À medida que suas carreiras decolam, cada uma delas sucumbe a diferentes formas de autodestruição. Anne se vê presa em um relacionamento sufocante, Neely mergulha no vício em pílulas para lidar com a pressão e a inveja, enquanto Jennifer enfrenta a objetificação e a busca desesperada por amor. O filme não romantiza o glamour hollywoodiano, mas o revela como uma fachada frágil que esconde a solidão e a fragilidade de seus personagens.
A dependência química, representada pelas famosas “dolls” – os comprimidos –, torna-se um símbolo da busca por alívio e controle em um mundo que parece girar cada vez mais rápido. A espiral descendente das protagonistas ilustra a banalidade do mal, a forma como a busca incessante por prazer e reconhecimento pode levar à perda de si e à alienação.
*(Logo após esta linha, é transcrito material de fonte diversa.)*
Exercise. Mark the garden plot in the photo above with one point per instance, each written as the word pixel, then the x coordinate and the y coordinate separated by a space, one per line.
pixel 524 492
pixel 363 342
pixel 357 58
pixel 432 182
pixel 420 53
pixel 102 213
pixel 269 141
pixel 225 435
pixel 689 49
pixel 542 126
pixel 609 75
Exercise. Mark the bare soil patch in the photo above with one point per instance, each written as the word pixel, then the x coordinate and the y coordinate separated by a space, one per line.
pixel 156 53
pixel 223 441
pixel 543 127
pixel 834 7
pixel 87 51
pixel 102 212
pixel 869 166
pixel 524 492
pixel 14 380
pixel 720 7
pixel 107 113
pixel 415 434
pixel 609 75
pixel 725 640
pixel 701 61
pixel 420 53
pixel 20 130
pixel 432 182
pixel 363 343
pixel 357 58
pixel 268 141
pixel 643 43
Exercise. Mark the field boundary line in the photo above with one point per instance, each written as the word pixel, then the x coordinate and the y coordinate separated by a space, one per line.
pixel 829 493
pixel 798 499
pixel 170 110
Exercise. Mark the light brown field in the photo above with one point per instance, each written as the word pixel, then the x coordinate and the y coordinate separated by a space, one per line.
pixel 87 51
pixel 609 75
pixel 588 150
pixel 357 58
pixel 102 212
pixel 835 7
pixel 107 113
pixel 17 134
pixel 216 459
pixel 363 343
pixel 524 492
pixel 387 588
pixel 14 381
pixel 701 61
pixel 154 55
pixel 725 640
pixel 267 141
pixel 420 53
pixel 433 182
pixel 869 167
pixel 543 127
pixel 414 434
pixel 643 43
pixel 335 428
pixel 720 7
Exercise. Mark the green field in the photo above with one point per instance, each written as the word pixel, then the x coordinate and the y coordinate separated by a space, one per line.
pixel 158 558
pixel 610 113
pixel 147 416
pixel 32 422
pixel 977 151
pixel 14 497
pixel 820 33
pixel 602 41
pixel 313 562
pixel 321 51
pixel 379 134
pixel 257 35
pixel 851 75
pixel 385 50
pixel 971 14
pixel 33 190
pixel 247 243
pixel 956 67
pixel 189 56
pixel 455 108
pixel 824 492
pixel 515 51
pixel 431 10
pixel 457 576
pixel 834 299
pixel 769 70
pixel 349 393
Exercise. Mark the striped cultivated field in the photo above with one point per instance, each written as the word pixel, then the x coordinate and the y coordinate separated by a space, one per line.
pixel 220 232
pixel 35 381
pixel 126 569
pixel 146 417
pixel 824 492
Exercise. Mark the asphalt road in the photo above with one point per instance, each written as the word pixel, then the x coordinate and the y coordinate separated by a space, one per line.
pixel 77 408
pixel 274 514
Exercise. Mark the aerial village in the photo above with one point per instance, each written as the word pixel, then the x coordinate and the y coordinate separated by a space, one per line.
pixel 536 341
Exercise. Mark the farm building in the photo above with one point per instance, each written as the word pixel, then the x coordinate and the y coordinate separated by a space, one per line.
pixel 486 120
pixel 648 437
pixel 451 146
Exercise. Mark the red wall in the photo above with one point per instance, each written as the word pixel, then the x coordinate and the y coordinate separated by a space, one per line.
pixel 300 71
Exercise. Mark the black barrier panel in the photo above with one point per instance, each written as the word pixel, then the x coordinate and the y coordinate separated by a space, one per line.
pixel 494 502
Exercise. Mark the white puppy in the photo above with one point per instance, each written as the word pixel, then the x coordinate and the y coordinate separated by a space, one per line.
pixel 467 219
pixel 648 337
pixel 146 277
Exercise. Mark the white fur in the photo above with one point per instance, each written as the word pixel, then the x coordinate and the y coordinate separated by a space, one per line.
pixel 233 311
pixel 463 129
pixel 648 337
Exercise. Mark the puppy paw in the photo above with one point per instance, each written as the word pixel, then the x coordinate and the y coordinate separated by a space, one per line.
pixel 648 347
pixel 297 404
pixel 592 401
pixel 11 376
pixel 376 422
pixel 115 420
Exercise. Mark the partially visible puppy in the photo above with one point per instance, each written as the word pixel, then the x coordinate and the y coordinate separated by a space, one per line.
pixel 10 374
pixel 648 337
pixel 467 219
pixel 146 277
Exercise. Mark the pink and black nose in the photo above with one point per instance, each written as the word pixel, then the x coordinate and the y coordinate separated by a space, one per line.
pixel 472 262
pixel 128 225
O filme ecoa, de certa forma, as reflexões de Hannah Arendt sobre a banalidade do mal, mostrando como pessoas comuns podem ser levadas a cometer atos terríveis em busca de objetivos egoístas, embaladas pela ilusão de sucesso e felicidade.
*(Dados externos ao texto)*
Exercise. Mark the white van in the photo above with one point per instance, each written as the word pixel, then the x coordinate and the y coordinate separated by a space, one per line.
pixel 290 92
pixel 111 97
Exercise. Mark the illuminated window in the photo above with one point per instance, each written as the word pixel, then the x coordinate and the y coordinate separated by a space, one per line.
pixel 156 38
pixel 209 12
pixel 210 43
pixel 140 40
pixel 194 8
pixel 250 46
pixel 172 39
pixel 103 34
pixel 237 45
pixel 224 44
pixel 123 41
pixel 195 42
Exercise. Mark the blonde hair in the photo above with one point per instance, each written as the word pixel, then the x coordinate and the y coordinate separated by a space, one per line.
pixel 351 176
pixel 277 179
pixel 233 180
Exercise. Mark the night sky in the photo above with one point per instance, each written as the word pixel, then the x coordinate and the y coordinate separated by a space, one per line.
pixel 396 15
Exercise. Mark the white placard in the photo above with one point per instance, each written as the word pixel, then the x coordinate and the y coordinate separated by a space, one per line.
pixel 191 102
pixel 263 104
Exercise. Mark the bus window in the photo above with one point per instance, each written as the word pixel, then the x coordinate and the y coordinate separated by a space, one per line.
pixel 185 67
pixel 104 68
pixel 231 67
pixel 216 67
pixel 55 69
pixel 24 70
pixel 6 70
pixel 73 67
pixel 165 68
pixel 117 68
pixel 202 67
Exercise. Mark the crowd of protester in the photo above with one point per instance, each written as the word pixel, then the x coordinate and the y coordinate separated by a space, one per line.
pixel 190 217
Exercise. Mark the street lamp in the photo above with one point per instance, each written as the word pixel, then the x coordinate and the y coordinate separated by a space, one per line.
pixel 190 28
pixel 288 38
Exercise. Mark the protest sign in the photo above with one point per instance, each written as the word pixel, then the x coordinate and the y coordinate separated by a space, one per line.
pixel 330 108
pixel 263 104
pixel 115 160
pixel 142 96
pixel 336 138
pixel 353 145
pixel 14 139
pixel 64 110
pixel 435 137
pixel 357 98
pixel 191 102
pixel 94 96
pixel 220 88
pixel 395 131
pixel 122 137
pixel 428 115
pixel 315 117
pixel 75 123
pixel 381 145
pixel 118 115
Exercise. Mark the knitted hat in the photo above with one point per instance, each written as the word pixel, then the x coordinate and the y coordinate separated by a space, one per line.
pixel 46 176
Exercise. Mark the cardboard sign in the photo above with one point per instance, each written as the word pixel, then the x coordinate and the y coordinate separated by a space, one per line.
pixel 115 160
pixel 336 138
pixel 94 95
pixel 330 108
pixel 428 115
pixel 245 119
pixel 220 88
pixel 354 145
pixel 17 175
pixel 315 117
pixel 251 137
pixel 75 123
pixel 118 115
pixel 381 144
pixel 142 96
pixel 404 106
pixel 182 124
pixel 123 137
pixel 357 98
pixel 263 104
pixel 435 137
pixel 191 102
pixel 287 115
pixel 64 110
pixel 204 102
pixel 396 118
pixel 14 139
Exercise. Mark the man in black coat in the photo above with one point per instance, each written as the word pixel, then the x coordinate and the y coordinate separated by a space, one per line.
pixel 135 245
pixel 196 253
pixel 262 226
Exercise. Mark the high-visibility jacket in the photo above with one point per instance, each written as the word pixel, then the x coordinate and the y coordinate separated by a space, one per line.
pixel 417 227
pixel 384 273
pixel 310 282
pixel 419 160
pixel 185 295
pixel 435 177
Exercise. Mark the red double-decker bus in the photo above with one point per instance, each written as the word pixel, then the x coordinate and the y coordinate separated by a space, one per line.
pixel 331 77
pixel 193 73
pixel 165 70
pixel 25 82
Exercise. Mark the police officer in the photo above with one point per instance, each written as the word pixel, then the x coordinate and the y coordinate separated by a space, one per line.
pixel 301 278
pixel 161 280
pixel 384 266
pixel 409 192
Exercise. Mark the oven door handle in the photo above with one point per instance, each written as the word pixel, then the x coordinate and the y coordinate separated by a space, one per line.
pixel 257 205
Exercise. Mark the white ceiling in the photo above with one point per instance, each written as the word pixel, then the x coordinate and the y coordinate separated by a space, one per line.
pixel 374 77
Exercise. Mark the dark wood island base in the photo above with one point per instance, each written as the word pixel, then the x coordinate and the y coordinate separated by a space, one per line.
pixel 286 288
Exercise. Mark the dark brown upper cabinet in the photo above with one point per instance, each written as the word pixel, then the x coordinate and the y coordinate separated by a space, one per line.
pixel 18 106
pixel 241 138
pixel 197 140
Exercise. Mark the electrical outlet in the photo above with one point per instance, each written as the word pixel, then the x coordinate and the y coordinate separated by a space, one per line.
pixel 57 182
“Valley of the Dolls” é um estudo de personagens complexo e multifacetado, que transcende o melodrama superficial. É um retrato ácido da cultura da celebridade e dos seus efeitos colaterais devastadores, um lembrete de que o sucesso a qualquer custo pode levar à ruína. O filme questiona o preço da ambição e a busca por uma felicidade efêmera, deixando o espectador a ponderar sobre os valores que regem a sociedade do espetáculo. É um drama que, mesmo décadas após seu lançamento, continua a reverberar com força e pertinência, lançando um olhar crítico sobre os mecanismos da fama e a fragilidade da condição humana.